“Sedentary lifestyles are making children less fit - even among those who are not obese,” the BBC reported.
This story is based on research that tested the BMI and fitness of 10-year-olds from Essex in 1998 and again in 2008. It found a decrease in fitness in girls and boys over this period, despite little change in the children’s BMI.
This study has some limitations, being relatively small and not looking at factors such as the children’s personal characteristics or lifestyles. In addition, it collected data from only two years, so the decrease in fitness is an estimate only.
However, despite these limitations, the findings are in line with other studies showing a decrease in cardiorespiratory fitness in children in the general population and indicate that initiatives to increase fitness are needed.
This research was carried out by Dr G Sandercock and colleagues at the University of Essex. The study was funded by Sport Chelmsford. The study was published in Archives of Disease in Childhood , a peer-reviewed medical journal.
The press accurately covered the science of this short report. However, the newspapers generally focused on the potential causes of the decline in fitness, even though this study did not collect any lifestyle data on the participants and did not directly address this question.
This was a repeated cross-sectional study comparing the average body mass index and cardiorespiratory fitness levels of 10-year-olds from Chelmsford, Essex in 1998 and in 2008.
Although obesity has shown to be increasing in children in the UK, the researchers suggest that BMI measurements may have remained stable in affluent areas. To test this theory, they looked for any changes in the BMI and cardiorespiratory fitness of this demographic group over time. Chelmsford was selected as a location for this research because it is in the top 20% of most affluent areas in the UK, based on its low score on an index of multiple deprivation.
The researchers recruited 10-year-olds from six schools in Chelmsford: 158 boys and 145 girls in 1998, and 158 boys and 157 girls in 2008. They measured the height and weight of the children and calculated their body mass index (BMI).
The researchers then recorded the children’s performance in a “shuttle-run test”, also known as a bleep test. This required children to run 20 metres between two points (“shuttles”) before a bleep was sounded. As the test continued, the frequency of the bleeps increased, requiring the children to run faster. The children stopped when they could no longer keep up with the pace of the bleeps.
The researchers looked for differences in the BMI and shuttle-run score from 1998 and 2008. They analysed data on boys and girls separately.
There was an increase in the average BMI of the boys from 17.6 to 18.3 from 1998 to 2008. However, the girls’ average BMIs remained roughly the same: 18.6 in 1998 and 18.4 in 2008.
Both sexes performed worse in the shuttle run test in 2008 than in 1998. The boys ran an average (median) of 60 shuttles in 1998 and 40 in 2008. The girls ran an average (median) of 46 shuttles in 1998 and 29 in 2008.
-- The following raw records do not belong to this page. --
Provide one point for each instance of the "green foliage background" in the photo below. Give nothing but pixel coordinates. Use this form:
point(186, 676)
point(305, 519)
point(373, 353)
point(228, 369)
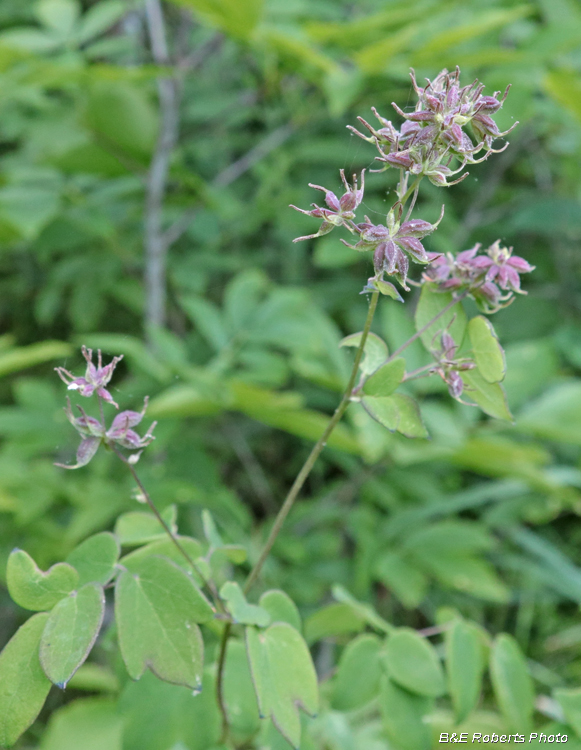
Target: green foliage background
point(484, 516)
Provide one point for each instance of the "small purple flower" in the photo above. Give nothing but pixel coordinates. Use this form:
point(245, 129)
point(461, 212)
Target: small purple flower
point(121, 432)
point(96, 378)
point(340, 211)
point(483, 275)
point(503, 267)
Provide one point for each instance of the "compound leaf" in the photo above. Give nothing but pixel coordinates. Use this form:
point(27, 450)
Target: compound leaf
point(284, 677)
point(23, 684)
point(70, 633)
point(413, 663)
point(157, 610)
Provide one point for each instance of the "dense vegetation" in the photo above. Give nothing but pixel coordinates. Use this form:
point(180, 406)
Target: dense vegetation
point(177, 252)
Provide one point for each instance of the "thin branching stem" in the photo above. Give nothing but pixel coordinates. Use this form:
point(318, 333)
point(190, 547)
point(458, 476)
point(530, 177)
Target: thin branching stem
point(147, 497)
point(288, 503)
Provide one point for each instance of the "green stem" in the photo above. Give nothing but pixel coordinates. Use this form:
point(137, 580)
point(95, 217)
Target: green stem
point(208, 583)
point(288, 503)
point(315, 453)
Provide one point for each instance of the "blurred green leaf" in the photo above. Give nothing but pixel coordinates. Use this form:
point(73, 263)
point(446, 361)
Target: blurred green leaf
point(512, 683)
point(357, 679)
point(404, 716)
point(413, 664)
point(465, 664)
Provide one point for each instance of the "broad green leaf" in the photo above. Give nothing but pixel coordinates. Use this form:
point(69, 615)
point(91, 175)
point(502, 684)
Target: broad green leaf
point(99, 18)
point(374, 352)
point(122, 117)
point(70, 633)
point(412, 663)
point(281, 608)
point(34, 589)
point(58, 15)
point(23, 684)
point(269, 408)
point(404, 716)
point(386, 379)
point(165, 548)
point(403, 578)
point(95, 558)
point(512, 682)
point(159, 716)
point(332, 620)
point(490, 397)
point(383, 409)
point(90, 724)
point(431, 304)
point(139, 527)
point(157, 611)
point(465, 665)
point(410, 421)
point(284, 677)
point(239, 694)
point(94, 678)
point(357, 679)
point(570, 702)
point(488, 352)
point(27, 356)
point(238, 607)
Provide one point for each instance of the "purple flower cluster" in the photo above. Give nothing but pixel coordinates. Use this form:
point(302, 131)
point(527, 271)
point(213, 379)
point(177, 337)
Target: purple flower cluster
point(433, 134)
point(485, 276)
point(93, 431)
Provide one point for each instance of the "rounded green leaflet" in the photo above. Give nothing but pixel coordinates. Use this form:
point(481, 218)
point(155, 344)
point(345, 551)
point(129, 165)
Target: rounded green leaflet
point(281, 608)
point(403, 716)
point(410, 421)
point(490, 397)
point(70, 633)
point(512, 683)
point(357, 679)
point(95, 558)
point(465, 664)
point(488, 352)
point(413, 663)
point(383, 409)
point(430, 304)
point(386, 379)
point(284, 677)
point(157, 609)
point(23, 684)
point(374, 352)
point(242, 612)
point(35, 589)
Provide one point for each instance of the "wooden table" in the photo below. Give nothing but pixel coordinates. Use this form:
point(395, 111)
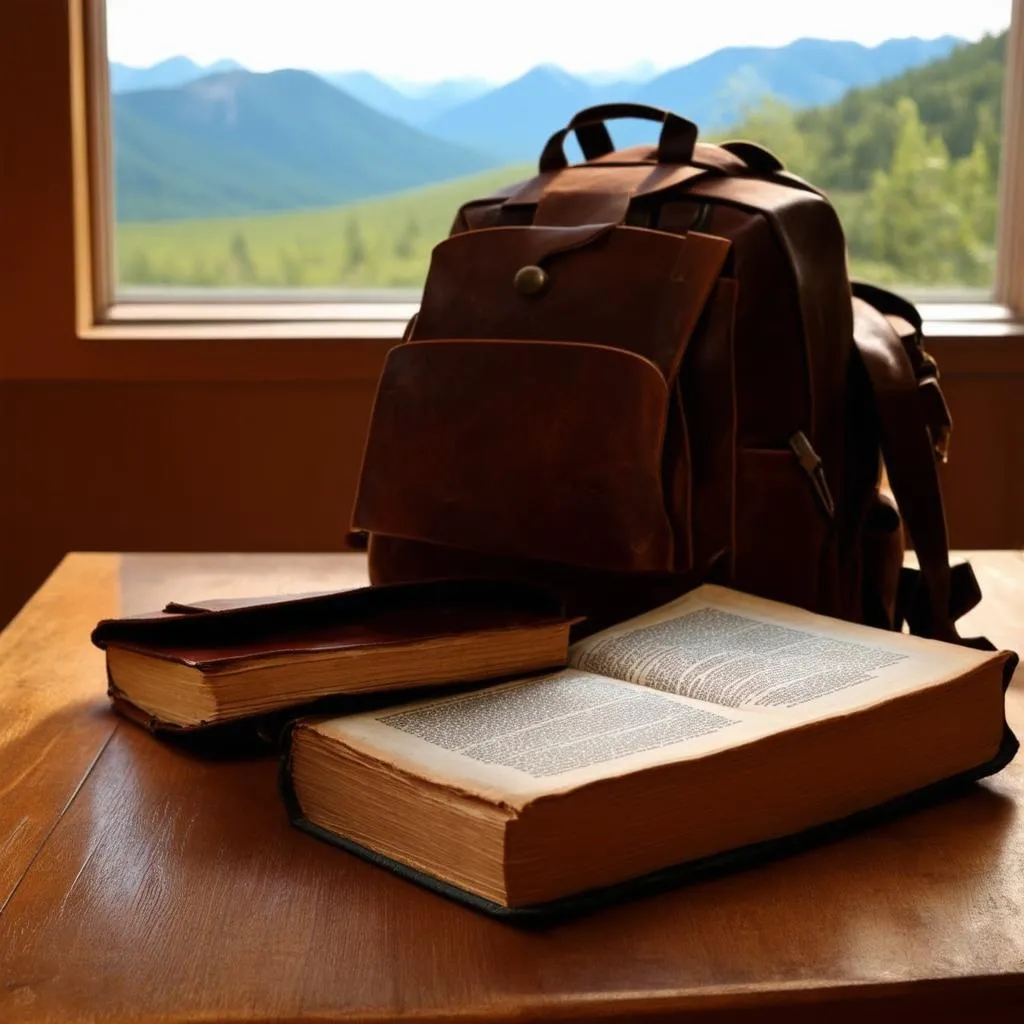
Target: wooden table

The researchers calculated that between 1998 and 2008 there had been an annual decrease in cardiorespiratory fitness of 0.8% in both girls and boys. The researchers reported that, based on results from other studies from countries across the world, they would expect an annual rate of decline of 0.4%.
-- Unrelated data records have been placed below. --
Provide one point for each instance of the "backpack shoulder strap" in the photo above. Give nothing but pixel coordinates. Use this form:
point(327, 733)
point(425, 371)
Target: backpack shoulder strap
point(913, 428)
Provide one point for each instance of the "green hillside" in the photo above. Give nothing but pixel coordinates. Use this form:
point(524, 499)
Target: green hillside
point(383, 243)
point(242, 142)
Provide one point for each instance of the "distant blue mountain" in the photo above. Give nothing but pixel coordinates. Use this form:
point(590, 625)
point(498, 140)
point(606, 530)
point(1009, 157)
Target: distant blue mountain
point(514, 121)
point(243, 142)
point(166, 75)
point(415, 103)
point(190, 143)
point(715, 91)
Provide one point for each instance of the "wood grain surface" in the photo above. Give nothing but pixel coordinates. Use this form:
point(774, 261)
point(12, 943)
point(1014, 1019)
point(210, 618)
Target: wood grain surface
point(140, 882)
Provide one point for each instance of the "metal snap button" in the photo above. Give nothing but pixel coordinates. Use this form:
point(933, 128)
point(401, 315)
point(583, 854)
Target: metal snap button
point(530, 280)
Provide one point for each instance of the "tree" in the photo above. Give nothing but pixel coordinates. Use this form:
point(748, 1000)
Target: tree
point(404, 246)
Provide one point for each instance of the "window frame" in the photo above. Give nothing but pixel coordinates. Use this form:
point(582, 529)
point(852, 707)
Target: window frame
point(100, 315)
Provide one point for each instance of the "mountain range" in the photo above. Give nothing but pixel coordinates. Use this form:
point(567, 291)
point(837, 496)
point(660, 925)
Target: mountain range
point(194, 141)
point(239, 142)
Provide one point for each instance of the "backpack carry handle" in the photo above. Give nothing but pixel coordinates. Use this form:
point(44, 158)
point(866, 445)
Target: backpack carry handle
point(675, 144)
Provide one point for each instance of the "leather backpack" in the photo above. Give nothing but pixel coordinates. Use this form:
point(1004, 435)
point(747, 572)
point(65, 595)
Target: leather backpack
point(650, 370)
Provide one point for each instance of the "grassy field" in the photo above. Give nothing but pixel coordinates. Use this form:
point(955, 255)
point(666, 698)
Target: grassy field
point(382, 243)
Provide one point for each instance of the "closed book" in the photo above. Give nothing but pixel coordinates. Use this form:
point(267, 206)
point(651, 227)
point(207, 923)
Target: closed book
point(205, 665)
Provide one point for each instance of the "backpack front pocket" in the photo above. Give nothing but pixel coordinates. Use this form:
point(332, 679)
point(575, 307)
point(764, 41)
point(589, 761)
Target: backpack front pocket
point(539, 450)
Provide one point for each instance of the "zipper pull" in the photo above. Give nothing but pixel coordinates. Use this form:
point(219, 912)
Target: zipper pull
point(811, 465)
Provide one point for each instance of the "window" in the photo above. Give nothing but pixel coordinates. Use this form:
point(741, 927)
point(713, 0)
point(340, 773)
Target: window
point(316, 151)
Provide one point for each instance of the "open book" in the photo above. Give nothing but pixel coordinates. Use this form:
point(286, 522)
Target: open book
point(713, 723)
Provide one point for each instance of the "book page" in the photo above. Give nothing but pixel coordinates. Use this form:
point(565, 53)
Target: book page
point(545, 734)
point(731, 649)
The researchers say their results suggest that:
This study suggests a decline in the cardiorespiratory fitness of English 10-year-olds from 1998 to 2008. This decline in fitness appears to be independent to changes in BMI, and may be greater than in other nations.
One shortcoming of this research is that the study did not collect any information about the children’s personal characteristics or lifestyles, therefore it cannot identify potential causes for the changes seen. Also, the researchers focused on Chelmsford as an example of an affluent area, but did not have a comparitive group of children from a less affluent area. This means it is not possible to say whether the reported trends are associated with affluence or how closely this trend mirrors the country as a whole.
Furthermore, the study was very small and collected data from only two years. Therefore the calculation of the average rate of annual decline in cardiorespiratory fitness is a rough estimate.
Overall, this study is in keeping with other studies that have shown a decrease in cardiorespiratory fitness in children in the general population, and provides another reason why initiatives to increase fitness in children should be encouraged.